Dummy variable x is distinct from all other variables.

Step	Hyp	Ref	Expression
1		id 22	. . . . . 6 |- ( J e. (Subcat ` D ) -> J e. (Subcat ` D ) )
2		eqid 2450	. . . . . 6 |- ( Hom f ` D ) = ( Hom f ` D )
3	1, 2	subcssc 15738	. . . . 5 |- ( J e. (Subcat ` D ) -> J C_cat ( Hom f ` D ) )
4		subsubc.d	. . . . . . 7 |- D = ( C |`cat H )
5		eqid 2450	. . . . . . 7 |- ( Base ` C ) = ( Base ` C )
6		subcrcl 15714	. . . . . . 7 |- ( H e. (Subcat ` C ) -> C e. Cat )
7		id 22	. . . . . . . 8 |- ( H e. (Subcat ` C ) -> H e. (Subcat ` C ) )
8		eqidd 2451	. . . . . . . 8 |- ( H e. (Subcat ` C ) -> dom dom H = dom dom H )

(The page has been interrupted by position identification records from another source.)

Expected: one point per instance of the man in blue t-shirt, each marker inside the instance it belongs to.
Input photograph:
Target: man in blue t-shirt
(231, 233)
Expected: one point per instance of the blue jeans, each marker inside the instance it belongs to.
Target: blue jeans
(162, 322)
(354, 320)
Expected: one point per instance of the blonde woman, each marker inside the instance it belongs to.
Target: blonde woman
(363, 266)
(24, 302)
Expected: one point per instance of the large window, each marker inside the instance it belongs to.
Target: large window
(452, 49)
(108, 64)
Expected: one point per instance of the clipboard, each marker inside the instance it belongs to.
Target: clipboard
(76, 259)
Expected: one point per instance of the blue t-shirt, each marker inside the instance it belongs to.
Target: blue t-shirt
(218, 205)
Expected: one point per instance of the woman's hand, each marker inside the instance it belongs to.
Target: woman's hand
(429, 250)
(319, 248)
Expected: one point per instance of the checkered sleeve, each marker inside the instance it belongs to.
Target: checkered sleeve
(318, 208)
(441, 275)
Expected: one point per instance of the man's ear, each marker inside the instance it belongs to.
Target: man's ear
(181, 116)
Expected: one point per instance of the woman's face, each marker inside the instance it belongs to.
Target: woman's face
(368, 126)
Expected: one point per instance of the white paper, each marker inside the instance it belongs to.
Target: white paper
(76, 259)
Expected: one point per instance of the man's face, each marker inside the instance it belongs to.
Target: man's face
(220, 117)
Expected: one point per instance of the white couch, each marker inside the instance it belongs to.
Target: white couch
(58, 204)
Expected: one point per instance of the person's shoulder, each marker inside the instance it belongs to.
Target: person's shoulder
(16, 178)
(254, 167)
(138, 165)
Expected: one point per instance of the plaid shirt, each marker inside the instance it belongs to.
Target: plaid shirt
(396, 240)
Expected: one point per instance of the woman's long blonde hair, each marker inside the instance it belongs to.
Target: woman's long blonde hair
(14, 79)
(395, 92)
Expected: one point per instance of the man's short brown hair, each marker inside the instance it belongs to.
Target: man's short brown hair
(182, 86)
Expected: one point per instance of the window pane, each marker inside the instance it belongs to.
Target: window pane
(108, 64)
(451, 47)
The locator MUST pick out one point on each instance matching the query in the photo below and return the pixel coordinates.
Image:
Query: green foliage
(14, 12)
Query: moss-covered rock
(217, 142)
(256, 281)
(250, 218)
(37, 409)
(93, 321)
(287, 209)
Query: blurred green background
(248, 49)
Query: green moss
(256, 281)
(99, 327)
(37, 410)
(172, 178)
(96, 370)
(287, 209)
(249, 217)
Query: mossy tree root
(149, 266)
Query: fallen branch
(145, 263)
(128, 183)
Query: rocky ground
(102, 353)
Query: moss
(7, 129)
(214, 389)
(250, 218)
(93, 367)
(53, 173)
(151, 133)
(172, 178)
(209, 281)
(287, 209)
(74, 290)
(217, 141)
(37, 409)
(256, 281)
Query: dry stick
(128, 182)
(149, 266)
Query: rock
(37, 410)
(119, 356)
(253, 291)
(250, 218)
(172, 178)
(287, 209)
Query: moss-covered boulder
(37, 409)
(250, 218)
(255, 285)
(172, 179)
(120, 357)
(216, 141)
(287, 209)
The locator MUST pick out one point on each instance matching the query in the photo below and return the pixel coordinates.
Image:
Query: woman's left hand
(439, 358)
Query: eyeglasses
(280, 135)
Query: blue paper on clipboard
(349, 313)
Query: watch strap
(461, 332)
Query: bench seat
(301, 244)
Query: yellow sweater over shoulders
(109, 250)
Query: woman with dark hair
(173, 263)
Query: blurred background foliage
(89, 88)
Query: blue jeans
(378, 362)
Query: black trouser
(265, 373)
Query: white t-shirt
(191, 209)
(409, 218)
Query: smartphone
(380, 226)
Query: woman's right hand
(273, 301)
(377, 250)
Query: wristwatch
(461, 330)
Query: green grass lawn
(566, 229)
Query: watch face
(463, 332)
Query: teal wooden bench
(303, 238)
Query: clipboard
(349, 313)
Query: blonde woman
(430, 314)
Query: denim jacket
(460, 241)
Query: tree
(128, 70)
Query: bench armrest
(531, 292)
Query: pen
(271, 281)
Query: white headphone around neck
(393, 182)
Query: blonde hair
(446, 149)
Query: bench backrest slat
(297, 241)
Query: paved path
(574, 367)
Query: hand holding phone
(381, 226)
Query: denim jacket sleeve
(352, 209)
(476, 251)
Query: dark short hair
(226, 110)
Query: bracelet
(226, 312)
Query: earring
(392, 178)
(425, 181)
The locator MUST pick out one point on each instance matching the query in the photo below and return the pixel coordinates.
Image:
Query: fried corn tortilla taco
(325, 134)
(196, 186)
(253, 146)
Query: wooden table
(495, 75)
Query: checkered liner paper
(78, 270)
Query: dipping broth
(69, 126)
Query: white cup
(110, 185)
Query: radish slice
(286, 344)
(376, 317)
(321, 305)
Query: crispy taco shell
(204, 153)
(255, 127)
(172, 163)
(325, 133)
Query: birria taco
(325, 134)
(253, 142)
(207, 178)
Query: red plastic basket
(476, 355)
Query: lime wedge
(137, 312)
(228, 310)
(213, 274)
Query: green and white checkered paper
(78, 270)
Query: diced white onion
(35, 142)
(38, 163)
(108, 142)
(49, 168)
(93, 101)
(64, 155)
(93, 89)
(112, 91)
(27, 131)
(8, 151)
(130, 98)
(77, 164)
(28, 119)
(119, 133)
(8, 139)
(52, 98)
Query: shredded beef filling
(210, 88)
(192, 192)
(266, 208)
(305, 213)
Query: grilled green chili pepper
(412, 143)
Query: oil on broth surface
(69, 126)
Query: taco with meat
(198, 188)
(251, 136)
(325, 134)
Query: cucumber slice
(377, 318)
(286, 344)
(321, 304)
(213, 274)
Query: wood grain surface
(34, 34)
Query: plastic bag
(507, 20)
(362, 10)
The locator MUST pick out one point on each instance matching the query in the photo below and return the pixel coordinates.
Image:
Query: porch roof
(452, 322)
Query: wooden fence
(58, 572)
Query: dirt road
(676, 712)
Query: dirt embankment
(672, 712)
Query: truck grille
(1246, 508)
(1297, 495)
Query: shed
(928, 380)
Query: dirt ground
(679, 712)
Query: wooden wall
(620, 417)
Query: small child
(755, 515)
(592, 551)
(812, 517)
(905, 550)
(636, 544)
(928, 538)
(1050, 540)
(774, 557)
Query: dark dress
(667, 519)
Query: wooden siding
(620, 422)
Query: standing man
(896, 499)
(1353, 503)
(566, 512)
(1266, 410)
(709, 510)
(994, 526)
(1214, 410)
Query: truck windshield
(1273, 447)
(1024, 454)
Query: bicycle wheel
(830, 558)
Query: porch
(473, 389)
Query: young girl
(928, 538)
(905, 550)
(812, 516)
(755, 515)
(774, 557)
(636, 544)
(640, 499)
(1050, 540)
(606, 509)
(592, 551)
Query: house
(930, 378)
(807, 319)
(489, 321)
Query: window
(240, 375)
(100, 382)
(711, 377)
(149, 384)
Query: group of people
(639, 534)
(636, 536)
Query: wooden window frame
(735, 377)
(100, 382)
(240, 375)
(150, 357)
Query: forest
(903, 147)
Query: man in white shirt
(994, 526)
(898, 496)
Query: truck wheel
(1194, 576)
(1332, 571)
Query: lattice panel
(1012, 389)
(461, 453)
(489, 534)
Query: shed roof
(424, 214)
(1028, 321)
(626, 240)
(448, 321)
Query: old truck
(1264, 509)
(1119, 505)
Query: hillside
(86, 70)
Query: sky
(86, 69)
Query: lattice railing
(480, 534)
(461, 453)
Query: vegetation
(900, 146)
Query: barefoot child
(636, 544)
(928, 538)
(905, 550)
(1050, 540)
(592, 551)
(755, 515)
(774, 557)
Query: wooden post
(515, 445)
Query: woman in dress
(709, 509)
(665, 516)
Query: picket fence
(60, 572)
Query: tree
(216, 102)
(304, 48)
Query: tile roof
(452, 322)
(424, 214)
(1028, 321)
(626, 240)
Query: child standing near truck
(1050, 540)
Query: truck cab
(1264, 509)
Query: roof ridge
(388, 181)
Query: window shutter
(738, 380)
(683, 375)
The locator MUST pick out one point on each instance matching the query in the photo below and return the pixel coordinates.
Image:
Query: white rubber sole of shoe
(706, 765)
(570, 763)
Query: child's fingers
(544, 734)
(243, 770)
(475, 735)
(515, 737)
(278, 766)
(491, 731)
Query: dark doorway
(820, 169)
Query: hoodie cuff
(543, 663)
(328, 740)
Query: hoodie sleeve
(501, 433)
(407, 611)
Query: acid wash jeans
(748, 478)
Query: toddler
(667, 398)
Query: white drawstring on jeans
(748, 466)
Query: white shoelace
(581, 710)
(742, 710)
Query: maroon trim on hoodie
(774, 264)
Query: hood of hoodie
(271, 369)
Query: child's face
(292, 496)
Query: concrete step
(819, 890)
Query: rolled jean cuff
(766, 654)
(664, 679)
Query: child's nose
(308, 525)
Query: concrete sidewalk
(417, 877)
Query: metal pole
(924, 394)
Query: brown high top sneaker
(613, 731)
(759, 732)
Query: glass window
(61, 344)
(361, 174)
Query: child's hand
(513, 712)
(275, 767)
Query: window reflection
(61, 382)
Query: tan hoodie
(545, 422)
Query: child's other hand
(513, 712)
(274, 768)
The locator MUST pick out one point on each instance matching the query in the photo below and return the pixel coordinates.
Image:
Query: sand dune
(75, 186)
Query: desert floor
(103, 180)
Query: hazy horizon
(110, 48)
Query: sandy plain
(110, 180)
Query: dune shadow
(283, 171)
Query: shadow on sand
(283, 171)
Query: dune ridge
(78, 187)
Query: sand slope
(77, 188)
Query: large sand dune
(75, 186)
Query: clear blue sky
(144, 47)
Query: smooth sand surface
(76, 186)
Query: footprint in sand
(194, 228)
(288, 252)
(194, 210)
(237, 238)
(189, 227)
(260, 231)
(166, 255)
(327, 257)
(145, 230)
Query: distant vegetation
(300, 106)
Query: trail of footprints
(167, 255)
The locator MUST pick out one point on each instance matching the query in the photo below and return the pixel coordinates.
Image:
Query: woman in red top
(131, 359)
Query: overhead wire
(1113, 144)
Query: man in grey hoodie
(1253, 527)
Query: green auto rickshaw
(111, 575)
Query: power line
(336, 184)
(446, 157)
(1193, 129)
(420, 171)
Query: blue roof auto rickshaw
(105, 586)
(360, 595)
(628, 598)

9	7, 8	subcfn 15739	. . . . . . 7 |- ( H e. (Subcat ` C ) -> H Fn ( dom dom H X. dom dom H ) )
10	7, 9, 5	subcss1 15740	. . . . . . 7 |- ( H e. (Subcat ` C ) -> dom dom H C_ ( Base ` C ) )
11	4, 5, 6, 9, 10	reschomf 15729	. . . . . 6 |- ( H e. (Subcat ` C ) -> H = ( Hom f ` D ) )
12	11	breq2d 4413	. . . . 5 |- ( H e. (Subcat ` C ) -> ( J C_cat H <-> J C_cat ( Hom f ` D ) ) )
13	3, 12	syl5ibr 225	. . . 4 |- ( H e. (Subcat ` C ) -> ( J e. (Subcat ` D ) -> J C_cat H ) )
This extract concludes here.